Ghost box records uses radical nostalgia to critique the past

What does nostalgia look like for a future that never happened? [[ hauntology ]] and the unheimlich are explored in Ghost Box record label.

Basically, how do you explore the past and evoke nostalgia without glorifying the shittiness of the past?

The chapter quotes a critic (Sexton) who describes [[ the Advisory Circle band ]] and Belbury Poly band as pastiches and says that it’s the framing that allows them to skirt around the issue of nostalgia for a worse past.

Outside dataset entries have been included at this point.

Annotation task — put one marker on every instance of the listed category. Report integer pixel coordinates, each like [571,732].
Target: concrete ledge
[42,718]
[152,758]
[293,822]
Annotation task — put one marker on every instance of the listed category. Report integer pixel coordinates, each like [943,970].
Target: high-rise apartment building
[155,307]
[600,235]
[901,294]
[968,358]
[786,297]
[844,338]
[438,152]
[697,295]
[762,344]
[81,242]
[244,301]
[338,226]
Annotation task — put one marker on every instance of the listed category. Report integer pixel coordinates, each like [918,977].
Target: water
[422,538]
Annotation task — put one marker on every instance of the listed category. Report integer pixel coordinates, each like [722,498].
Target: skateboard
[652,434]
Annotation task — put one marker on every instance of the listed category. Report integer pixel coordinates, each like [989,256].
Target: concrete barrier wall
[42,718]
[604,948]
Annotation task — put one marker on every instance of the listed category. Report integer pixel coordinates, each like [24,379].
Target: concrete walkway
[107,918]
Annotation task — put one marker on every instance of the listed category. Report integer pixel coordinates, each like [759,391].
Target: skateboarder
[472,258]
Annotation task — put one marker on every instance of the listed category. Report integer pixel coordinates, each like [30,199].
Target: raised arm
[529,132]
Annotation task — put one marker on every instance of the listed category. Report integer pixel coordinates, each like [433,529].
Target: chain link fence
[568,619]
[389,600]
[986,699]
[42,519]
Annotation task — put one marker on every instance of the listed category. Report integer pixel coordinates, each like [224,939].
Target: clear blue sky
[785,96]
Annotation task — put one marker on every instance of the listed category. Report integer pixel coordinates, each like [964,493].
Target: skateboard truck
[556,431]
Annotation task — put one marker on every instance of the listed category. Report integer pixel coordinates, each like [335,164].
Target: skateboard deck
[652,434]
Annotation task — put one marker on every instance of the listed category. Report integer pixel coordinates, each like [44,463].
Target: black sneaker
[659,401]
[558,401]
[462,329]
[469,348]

Pattie says “In both types of reading, the label essentially undertakes the same cultural task; it creates a virtual version of a past Britain, which manages to escape the lure of the simply nostalgic because its nostalgia isn’t for a lost country, but for a country that was never quite there.”

More from Chapter 21 Stone Tapes-Ghost Box, Nostalgia, and Postwar Britain by David Pattie (bold my own, of course):

 As with all critical terms, hauntology is simultaneously illuminating and restrictive: it does identify key aspects of the label’s music (its atemporality, its evocation of the half-heard and the half-remembered) but at the same time it misrepresents the label somewhat. It suggests that the relation between the music the label produces and the culture from which it derives is between an unstable, uncanny music and a fixed, knowable past. As Reynolds puts it above, the homeland of postwar Britain becomes unheimlich; texts, images, and meanings that are part of an agreed memory reemerge, in a jumbled, uncanny, unsettling virtual version of themselves. It is this, for commentators, that saves the label from the charge of nostalgia; as Sexton has noted, those who first wrote about Ghost Box were profoundly suspicious of the negative or reactionary connotations of the term. Mark Fisher, for example, argued that the label’s music constituted a careful investigation of the process of nostalgia, rather than a directly nostalgic evocation of the recent past. Simon Reynolds saw the label’s releases as a response to popular music’s growing obsession with its own history; against pop culture’s retromania, Ghost Box created music that combined a nostalgia for a future that never came to pass, with a vision of a strange, alternative Britain, constituted from the reordered refuse of the postwar period (“More than a Proust-like quest to recover ‘lost time,’ the Ghost Box project is really an attempt to turn the past into a foreign country,” Reynolds 2006, 33).